Biden told the audience that “foreign election interference is not only a serious threat to our institutions, I believe it’s a serious threat to our national security. It impacts democracy in Europe, and it impacts on my country, the United States.”
Biden placed the blame squarely on Russia, saying, “Authoritarian egimes led by Russia are actively seeking to interfere in our open, diverse, and democratic societies to try to change outcomes of our democratic elections, and we can’t allow that to happen.”

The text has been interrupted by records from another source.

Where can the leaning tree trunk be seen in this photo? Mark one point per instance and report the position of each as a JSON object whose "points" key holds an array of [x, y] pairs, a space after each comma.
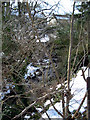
{"points": [[69, 64]]}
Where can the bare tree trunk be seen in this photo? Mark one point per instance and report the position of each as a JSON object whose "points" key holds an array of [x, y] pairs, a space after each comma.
{"points": [[69, 63], [0, 57]]}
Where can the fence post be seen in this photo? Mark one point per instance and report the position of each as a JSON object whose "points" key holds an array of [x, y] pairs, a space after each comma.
{"points": [[88, 94]]}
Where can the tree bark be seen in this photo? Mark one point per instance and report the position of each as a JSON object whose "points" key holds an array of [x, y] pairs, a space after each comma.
{"points": [[69, 63]]}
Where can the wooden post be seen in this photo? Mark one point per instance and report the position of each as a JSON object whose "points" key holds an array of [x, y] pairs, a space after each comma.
{"points": [[88, 94]]}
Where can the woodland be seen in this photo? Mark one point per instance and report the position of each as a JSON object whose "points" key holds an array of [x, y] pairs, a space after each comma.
{"points": [[42, 49]]}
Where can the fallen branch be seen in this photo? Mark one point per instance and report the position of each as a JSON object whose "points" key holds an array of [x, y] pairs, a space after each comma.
{"points": [[27, 108]]}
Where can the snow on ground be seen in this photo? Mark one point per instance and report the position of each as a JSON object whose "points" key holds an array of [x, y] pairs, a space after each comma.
{"points": [[30, 71], [44, 39], [78, 90]]}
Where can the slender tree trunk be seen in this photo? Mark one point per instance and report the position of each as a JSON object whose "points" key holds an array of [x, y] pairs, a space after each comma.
{"points": [[69, 64], [0, 57]]}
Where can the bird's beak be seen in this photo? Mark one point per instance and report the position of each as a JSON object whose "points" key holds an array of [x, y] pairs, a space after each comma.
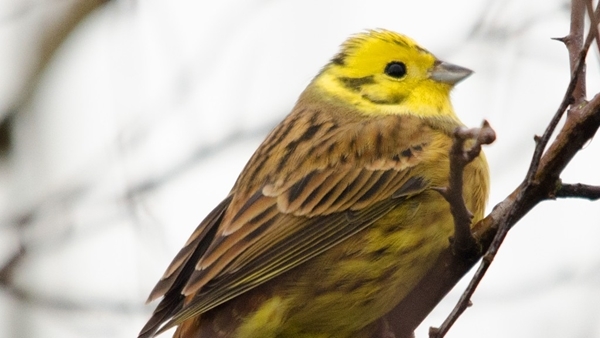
{"points": [[448, 73]]}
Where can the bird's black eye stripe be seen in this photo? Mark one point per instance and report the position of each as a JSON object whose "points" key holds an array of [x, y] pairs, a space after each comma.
{"points": [[395, 69]]}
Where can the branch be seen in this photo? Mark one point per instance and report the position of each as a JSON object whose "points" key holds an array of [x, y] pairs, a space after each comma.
{"points": [[539, 184], [579, 190], [577, 72]]}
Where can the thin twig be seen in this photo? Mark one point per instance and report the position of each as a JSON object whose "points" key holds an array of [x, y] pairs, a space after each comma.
{"points": [[577, 79], [593, 20], [591, 192], [576, 71]]}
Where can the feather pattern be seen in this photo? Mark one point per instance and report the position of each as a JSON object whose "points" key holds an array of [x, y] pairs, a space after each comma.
{"points": [[316, 180]]}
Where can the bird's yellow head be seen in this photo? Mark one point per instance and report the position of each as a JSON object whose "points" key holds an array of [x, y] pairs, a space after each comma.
{"points": [[385, 72]]}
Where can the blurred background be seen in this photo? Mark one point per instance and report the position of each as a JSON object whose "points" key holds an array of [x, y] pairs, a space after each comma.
{"points": [[123, 123]]}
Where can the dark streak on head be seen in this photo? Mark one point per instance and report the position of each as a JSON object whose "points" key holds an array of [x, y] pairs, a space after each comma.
{"points": [[355, 83], [396, 99], [406, 153]]}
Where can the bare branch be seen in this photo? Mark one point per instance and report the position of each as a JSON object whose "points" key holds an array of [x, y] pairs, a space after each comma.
{"points": [[579, 190], [576, 71], [539, 184]]}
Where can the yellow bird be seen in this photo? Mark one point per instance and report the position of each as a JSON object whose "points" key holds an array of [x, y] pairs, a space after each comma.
{"points": [[335, 217]]}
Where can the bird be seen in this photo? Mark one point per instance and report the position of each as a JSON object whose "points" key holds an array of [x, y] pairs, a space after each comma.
{"points": [[337, 215]]}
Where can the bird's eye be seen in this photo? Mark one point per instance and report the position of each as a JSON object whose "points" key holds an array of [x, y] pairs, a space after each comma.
{"points": [[395, 69]]}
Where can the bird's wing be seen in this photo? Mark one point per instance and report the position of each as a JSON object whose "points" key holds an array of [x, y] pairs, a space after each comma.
{"points": [[295, 214]]}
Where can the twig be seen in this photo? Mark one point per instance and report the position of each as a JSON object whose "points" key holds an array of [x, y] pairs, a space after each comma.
{"points": [[579, 190], [594, 20], [579, 128], [577, 67], [575, 93], [463, 242]]}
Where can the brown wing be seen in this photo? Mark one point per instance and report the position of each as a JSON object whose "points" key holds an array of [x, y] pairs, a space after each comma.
{"points": [[317, 179]]}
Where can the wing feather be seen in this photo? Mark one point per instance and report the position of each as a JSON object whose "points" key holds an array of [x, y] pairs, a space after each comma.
{"points": [[298, 196]]}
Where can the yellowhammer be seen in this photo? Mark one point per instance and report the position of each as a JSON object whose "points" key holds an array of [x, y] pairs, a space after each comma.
{"points": [[334, 219]]}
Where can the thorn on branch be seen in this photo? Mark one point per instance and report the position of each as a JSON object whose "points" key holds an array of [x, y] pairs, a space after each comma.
{"points": [[564, 39]]}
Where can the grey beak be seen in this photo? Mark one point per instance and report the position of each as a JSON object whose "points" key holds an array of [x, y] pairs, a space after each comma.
{"points": [[448, 73]]}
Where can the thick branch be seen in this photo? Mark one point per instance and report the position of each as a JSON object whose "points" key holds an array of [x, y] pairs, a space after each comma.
{"points": [[539, 185], [578, 190]]}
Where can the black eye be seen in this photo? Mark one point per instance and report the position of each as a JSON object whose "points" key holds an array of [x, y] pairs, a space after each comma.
{"points": [[395, 69]]}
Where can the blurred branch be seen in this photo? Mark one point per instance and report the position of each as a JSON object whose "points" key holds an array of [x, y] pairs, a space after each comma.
{"points": [[52, 38]]}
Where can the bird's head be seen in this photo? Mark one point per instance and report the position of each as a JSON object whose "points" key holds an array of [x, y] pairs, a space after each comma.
{"points": [[381, 71]]}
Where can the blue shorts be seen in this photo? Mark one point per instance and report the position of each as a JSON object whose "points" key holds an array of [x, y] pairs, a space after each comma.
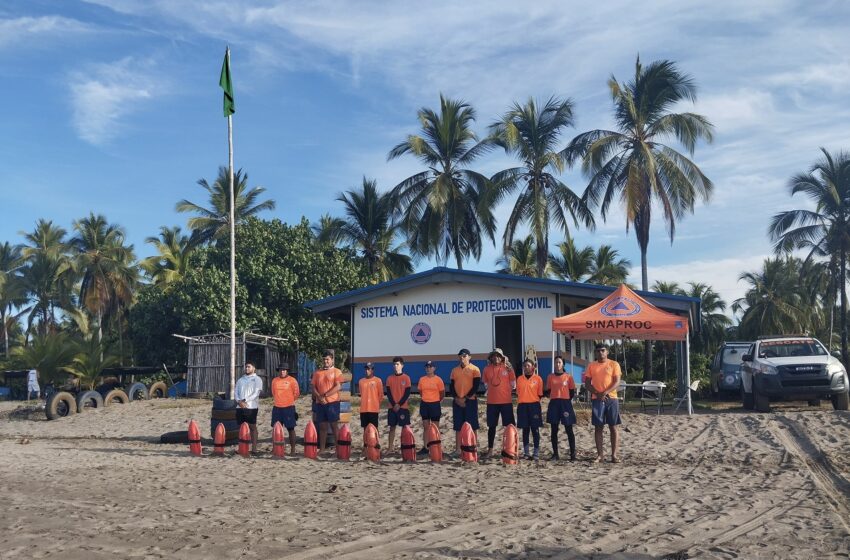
{"points": [[468, 413], [561, 410], [605, 412], [529, 415], [430, 411], [286, 416], [494, 411], [327, 412], [400, 418]]}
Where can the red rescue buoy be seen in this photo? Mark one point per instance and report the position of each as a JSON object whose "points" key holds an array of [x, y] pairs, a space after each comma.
{"points": [[311, 441], [244, 447], [343, 443], [510, 445], [435, 446], [371, 445], [278, 443], [194, 438], [408, 445]]}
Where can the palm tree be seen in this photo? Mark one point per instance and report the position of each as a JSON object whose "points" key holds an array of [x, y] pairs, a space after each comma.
{"points": [[520, 259], [447, 207], [531, 134], [823, 231], [213, 223], [370, 228], [172, 262]]}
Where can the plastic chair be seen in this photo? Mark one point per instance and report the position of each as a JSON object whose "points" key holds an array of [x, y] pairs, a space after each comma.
{"points": [[694, 387], [652, 392]]}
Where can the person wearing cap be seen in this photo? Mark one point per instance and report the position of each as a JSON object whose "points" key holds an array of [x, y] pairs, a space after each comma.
{"points": [[285, 392], [602, 377], [463, 383], [433, 391], [398, 394], [500, 381], [371, 390], [327, 383]]}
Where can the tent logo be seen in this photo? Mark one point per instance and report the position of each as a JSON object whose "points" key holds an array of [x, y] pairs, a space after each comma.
{"points": [[420, 333], [620, 306]]}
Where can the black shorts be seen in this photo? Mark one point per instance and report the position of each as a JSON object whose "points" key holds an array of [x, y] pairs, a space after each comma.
{"points": [[248, 415], [367, 418]]}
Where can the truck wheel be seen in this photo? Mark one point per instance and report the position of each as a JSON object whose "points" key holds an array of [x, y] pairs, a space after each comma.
{"points": [[89, 399], [115, 396], [59, 405], [158, 390]]}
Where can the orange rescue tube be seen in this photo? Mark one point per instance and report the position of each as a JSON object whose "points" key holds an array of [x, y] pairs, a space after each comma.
{"points": [[311, 441], [371, 445], [278, 443], [408, 445], [343, 443], [435, 446], [218, 442], [510, 445], [194, 439], [468, 444]]}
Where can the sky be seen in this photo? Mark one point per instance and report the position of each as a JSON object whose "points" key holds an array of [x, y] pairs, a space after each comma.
{"points": [[113, 106]]}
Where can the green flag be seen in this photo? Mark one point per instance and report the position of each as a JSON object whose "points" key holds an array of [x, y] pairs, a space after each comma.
{"points": [[227, 85]]}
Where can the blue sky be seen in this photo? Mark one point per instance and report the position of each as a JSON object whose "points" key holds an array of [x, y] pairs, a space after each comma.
{"points": [[112, 106]]}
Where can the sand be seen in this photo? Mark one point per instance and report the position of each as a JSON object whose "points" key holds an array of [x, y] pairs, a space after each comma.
{"points": [[716, 485]]}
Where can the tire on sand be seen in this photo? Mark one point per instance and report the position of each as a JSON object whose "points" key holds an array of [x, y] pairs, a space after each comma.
{"points": [[60, 404], [115, 396], [89, 399]]}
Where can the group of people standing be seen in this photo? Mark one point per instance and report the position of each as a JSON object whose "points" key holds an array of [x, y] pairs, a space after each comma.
{"points": [[500, 385]]}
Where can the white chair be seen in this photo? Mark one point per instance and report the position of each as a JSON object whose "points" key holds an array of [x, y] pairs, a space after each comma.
{"points": [[694, 387], [652, 392]]}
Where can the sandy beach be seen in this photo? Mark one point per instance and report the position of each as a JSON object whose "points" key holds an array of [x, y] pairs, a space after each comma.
{"points": [[717, 485]]}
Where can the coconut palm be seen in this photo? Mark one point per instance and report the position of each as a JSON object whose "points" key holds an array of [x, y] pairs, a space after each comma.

The former vice president turned to the Irish poet William Butler Yeats, quoting from Yeats’ “Easter 1916” to explain the damage caused by electoral interference. “All changed, changed utterly: A terrible beauty is born,” Biden said, quoting from the poem. More prosaically, Biden said that the aim of foreign election interference is to “divide us” and to create dissent and division.
Afterwards, Biden faced questions from reporters — many of them with US-based media — who wanted to know how his speech related to the US. The former vice president was also asked whether he plans to run for the democratic nomination for the presidency in 2020. Biden said that he looked forward to seeing conference attendees sign a pledge to help prevent foreign interference in elections. But he evaded questions about whether he had plans to run for president in 2020. Instead, he smiled and said, “I have an announcement. If I were a candidate, I would sign this pledge.”
Biden later added that he hoped to make a decision soon about whether he would run in 2020. “I haven’t reached a decision,” Biden told journalists at the conference. “I’m in the process of doing that, and I will in the near term let everyone know what that decision is.”